Food for the frontlines

Two of Admony’s Taim locations are surviving in large part thanks to support from the Jewish Food Society (JFS) and The Paul E. Singer Foundation in partnership with Feed the Frontlines NYC.

The Feed the Frontlines program buys food from area restaurants and delivers it to healthcare workers, helping keep the restaurants afloat. Other restaurants involved in this effort include Russ & Daughters, Katz’s Delicatessen, the modern Middle Eastern Lamalo, and Modern Bread & Bagel and its sister restaurant, Arba, which serves modern Israeli cuisine.

According to Admony, Taim provides between 200-300 meals a day — dishes like falafel, sabich (an Iraqi sandwich stuffed with eggplant, boiled egg, hummus and Israeli salad), and cauliflower shwarma.

In Rego Park, Queens, the Israelov family, owners of the Bukharian glatt kosher restaurant Ganey Orly, began donating food to healthcare heroes early on. “Originally, we didn’t expect anyone to pay for the food we donated,” said Eytan Israelov, son of the owner and founder. “We did it out of the goodness of our hearts. I’m a nursing student. We have nurses, doctors and pharmacists in the family. The first 250 meals were donated by us. We then started a fundraiser, and in a bit more than a month we have donated more than 1,200 meals to 35 hospitals in the New York area.”

Healthcare workers received dishes like plov, a Bukharian dish made with rice, meat and carrots, or dumplings stuffed with meat and accompanied by salads. And they didn’t have to be Jewish — or keep kosher. For regular customers, dishes are available for pick-up or delivery.

Ben’s Kosher Delicatessen Restaurant & Caterers, with five remaining locations in Florida, Queens and Long Island, is also sending food to front-line workers with help from the United Way and private donations. Ben’s recently noticed that night shift workers were being ignored, so it has focused on sending meal boxes filled with sandwiches, cole slaw, pickles, and chicken noodle soup to the night staff at local hospitals. For regular customers, the five delis are offering delivery and curbside pick-up of their full menu, but business has dropped more than 50 percent since their dining rooms are closed. “We are, in large part, keeping our restaurants open for our customers and our staff,” said owner Ronnie Dragoon.

Other restaurants are getting help from smaller nonprofits. Talia’s Steakhouse on the Upper West Side is open for take-out. The owner, Effie Nagar, is working with Fountain of Kindness and Yiddishe Mama to provide meals to hospital workers. Last weekend, at the request of Fountain of Kindness, Nagar personally delivered kosher Mexican-themed meals to workers at New York Presbyterian Hospital. 
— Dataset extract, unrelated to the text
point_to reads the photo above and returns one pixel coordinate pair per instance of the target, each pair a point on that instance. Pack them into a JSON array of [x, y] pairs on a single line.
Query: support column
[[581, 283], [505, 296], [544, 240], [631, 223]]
Katz’s Delicatessen on the Lower East Side is to looking to thepast to determine its future. In World War II, Katz’s encouraged New Yorkers to “Send a salami to your boy in the army”; today its website requests donations towards meals for front-line workers.  The slogan has remained a “part of our deli culture, and in today’s medical crisis it is our privilege to again support those most in need,” according to the site.

In a bit of good news from the East Village, B&H Dairy Kosher Vegetarian Restaurant on Second Avenue, which dates to 1938, announced last week that it has reopened its lunch counter for takeout and delivery service.